Lo que un Küchenchef en Baviera pregunta de verdad
En quince minutos de entrevista de cocina casi no se habla de vocación: se habla de turnos, de mise en place y de si ha visto un servicio de 80 cubiertos.
Mateo lleva a las sesiones de entrevista un reloj. Si la respuesta a «¿qué puesto ha hecho?» dura más de un minuto, la cortamos. Un Küchenchef de un hotel de 60 habitaciones en Allgäu no quiere una biografía. Quiere saber si usted ha puesto ensaladas para terraza, si ha fregado a cierre y si puede entrar a las seis de la mañana después de un servicio de boda.

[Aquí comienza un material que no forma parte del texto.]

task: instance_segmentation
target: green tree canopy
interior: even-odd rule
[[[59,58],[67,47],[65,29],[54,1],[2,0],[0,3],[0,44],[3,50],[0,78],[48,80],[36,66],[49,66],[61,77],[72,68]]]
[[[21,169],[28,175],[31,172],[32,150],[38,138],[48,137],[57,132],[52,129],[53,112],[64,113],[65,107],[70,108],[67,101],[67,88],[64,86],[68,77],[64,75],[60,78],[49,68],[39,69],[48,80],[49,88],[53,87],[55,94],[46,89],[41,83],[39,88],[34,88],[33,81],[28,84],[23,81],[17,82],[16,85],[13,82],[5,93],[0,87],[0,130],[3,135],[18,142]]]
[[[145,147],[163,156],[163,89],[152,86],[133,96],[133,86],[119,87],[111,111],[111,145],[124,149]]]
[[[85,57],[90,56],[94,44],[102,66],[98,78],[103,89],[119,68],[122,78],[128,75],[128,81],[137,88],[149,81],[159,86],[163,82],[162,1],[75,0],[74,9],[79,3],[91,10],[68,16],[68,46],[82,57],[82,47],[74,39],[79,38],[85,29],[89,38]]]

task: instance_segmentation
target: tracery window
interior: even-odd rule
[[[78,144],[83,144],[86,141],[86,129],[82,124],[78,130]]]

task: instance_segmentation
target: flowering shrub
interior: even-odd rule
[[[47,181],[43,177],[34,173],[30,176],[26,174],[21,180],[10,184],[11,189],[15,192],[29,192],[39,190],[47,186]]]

Preguntas que salen: ¿carne a la parrilla o solo office? ¿Ha visto un buffet de desayuno de hotel, no de cafetería? ¿Entiende el alemán de un ticket, aunque no hable de cine? ¿Puede compartir piso de personal con alguien que fuma en la ventana?
Lo que no sale, casi nunca: “dónde se ve en cinco años”. Si lo pregunta un departamento de personal de una cadena, se responde corto y se vuelve al turno. En una casa familiar, esa pregunta suena rara; mejor hablar del día libre y de la ropa de cocina que pone la casa.
También preguntan ellos poco y observan si usted pregunta. Tiene sentido inquirir por el número de cubiertos del desayuno, por quién manda en el office y por si hay Zuschlag nocturno. Preguntar solo por el sueldo bruto de anuncio, sin el descuento del Zimmer, deja mala impresión.
Ensayamos en español y metemos las palabras alemanas del puesto: Dienstplan, Überstunden, Probezeit. No es un curso de idioma. Es para que el teléfono de noviembre no se le atragante en la primera frase.